Judy e Nick: l’intimità di una partnership che deve crescere

Una delle cose più riuscite del primo film era il modo in cui Judy e Nick diventavano una coppia investigativa credibile: non perfetti, non sempre d’accordo, ma capaci di costruire un linguaggio comune. Un sequel davvero centrato può fare qualcosa di più difficile: raccontare la fase in cui la fiducia non è più una conquista, ma un lavoro quotidiano. Se l’indagine li porta sotto copertura e li trascina in nuove zone, la loro intesa verrà testata non solo dall’esterno, ma da ciò che ognuno porta dentro.

Una città più grande significa anche una città più contraddittoria

Espandere Zootropolis non è solo “aggiungere scenari”. È moltiplicare le regole sociali, i microclimi culturali, le gerarchie invisibili. Paludi e deserti non sono soltanto ambienti spettacolari: sono luoghi che, in una narrazione come questa, diventano mentalità. Più la città si espande, più aumenta il numero di identità possibili, e quindi anche il numero di conflitti, di incomprensioni, di paure.

Anche il suono fa worldbuilding

Nel primo film, la musica pop di Gazelle era un elemento di costume, una firma di mondo: dava la sensazione che Zootropolis avesse un sistema mediatico, idoli, mode. In “Zootropolis 2” la componente musicale torna con una promessa precisa: nel teaser si parla di un brano originale (“ZUTU”) eseguito da una band fittizia, i LEMEEENS, e Shakira ha lasciato intendere nuovi contenuti musicali e coreografici per Gazelle.

Questo non è un dettaglio da marketing e basta. In un universo così, la musica è un termometro sociale: racconta cosa è “mainstream”, cosa è marginale, cosa è accettabile. Se il film gioca con un nuovo “intruso” che destabilizza la città, è plausibile che anche l’immaginario pop venga usato come specchio: quanto velocemente una società trasforma un evento in trend, quanto facilmente lo banalizza, o lo demonizza.

Perché “Zootropolis 2” è un film che piace anche agli adulti

C’è un equivoco ricorrente: l’animazione come genere “per bambini”. “Zootropolis” aveva già smentito questa idea, perché si reggeva su un giallo ben costruito e su un sottotesto politico-sociale leggibile a più livelli. Disney stessa insiste sull’identità del primo film come fenomeno globale e premiato, e il seguito si inserisce in quella scia: un grande titolo popolare, sì, ma con la possibilità concreta di dire qualcosa sul presente senza trasformarsi in un sermone.

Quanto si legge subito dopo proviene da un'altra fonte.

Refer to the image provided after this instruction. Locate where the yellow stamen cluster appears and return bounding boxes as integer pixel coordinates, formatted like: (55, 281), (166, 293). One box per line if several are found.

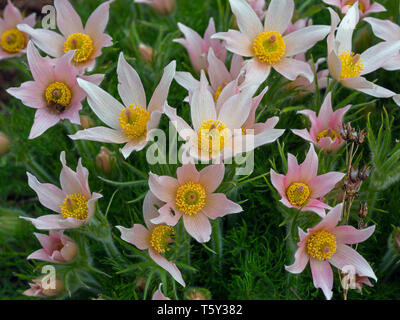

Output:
(0, 28), (27, 53)
(118, 104), (150, 139)
(64, 33), (94, 63)
(45, 81), (72, 113)
(60, 193), (88, 220)
(317, 129), (339, 142)
(345, 0), (365, 12)
(198, 120), (229, 156)
(175, 182), (206, 216)
(253, 31), (286, 64)
(339, 50), (364, 79)
(306, 230), (337, 260)
(286, 182), (310, 207)
(150, 225), (175, 253)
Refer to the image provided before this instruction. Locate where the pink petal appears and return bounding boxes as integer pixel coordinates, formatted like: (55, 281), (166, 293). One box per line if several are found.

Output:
(332, 226), (375, 244)
(310, 258), (333, 300)
(149, 249), (186, 287)
(202, 193), (243, 220)
(54, 0), (83, 37)
(117, 52), (147, 108)
(285, 246), (310, 274)
(148, 60), (176, 113)
(183, 212), (212, 242)
(149, 172), (179, 202)
(329, 243), (377, 281)
(116, 224), (151, 250)
(199, 164), (225, 193)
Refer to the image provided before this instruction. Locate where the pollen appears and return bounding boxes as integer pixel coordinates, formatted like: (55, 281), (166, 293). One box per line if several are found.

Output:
(286, 182), (310, 207)
(150, 225), (175, 253)
(175, 181), (206, 216)
(45, 81), (72, 113)
(339, 50), (364, 79)
(60, 193), (88, 220)
(0, 28), (27, 53)
(253, 31), (286, 64)
(198, 120), (229, 156)
(317, 129), (339, 142)
(306, 230), (337, 260)
(64, 33), (94, 63)
(118, 104), (150, 139)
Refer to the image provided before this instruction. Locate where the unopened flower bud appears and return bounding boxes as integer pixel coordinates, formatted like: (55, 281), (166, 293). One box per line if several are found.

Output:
(139, 43), (154, 63)
(184, 288), (211, 300)
(0, 132), (10, 156)
(80, 116), (94, 129)
(96, 147), (113, 174)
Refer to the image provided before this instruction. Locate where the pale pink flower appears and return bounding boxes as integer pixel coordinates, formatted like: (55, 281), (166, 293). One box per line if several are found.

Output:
(23, 277), (64, 298)
(7, 41), (104, 139)
(322, 0), (386, 18)
(69, 52), (176, 158)
(212, 0), (329, 84)
(246, 0), (267, 19)
(164, 71), (284, 162)
(292, 92), (351, 152)
(285, 204), (377, 300)
(21, 151), (102, 230)
(149, 163), (243, 242)
(328, 2), (400, 105)
(364, 18), (400, 71)
(151, 283), (171, 300)
(173, 18), (226, 72)
(270, 144), (345, 217)
(18, 0), (112, 73)
(135, 0), (176, 15)
(116, 191), (186, 286)
(27, 230), (78, 263)
(175, 48), (243, 102)
(0, 0), (36, 60)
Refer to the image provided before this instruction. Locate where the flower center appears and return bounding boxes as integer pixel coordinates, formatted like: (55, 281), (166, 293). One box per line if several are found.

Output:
(306, 230), (336, 260)
(118, 104), (150, 139)
(175, 182), (206, 216)
(60, 193), (88, 220)
(317, 129), (339, 142)
(0, 28), (27, 53)
(345, 0), (365, 12)
(45, 81), (72, 113)
(339, 50), (364, 79)
(198, 120), (229, 156)
(286, 182), (310, 207)
(253, 31), (286, 64)
(150, 225), (175, 253)
(64, 33), (94, 63)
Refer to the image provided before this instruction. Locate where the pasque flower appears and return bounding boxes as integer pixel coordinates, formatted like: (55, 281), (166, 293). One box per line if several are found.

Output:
(292, 92), (351, 152)
(212, 0), (329, 84)
(18, 0), (112, 72)
(27, 230), (78, 263)
(173, 18), (226, 72)
(364, 18), (400, 71)
(21, 151), (102, 230)
(322, 0), (386, 17)
(70, 52), (176, 158)
(7, 41), (104, 139)
(270, 144), (345, 217)
(164, 71), (284, 161)
(149, 164), (242, 242)
(328, 2), (400, 105)
(117, 192), (186, 286)
(135, 0), (176, 15)
(285, 204), (377, 299)
(0, 0), (36, 60)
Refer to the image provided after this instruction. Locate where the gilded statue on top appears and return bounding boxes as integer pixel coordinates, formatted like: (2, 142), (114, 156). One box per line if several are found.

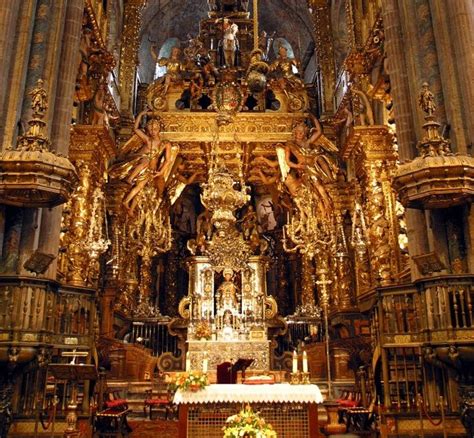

Il punto è che “Zootropolis” ha un vantaggio raro: può raccontare dinamiche umane senza nominare direttamente categorie reali, e proprio per questo arrivare in modo più netto. Può parlare di paura del diverso, di panico morale, di capri espiatori, di propaganda, di identità pubblica e privata, e farlo attraverso una narrazione che resta intrattenimento. Se “Zootropolis 2” mantiene questa intelligenza, potrebbe essere uno di quei sequel che non servono solo a “tornare” in un mondo amato, ma a farlo maturare.

Un ritorno, ma anche una scommessa

Se la premessa è quella di un nuovo caso che mette in crisi la città e costringe Judy e Nick a inseguire la verità in territori sconosciuti, “Zootropolis 2” ha già in mano un’ottima leva narrativa: l’idea che l’ordine non sia mai definitivo. Che una metropoli, anche quando si racconta come inclusiva e moderna, possa essere attraversata da scosse improvvise. E che, quando succede, la differenza la faccia sempre la stessa cosa: non l’eroismo, ma la capacità di vedere l’altro come individuo, non come categoria.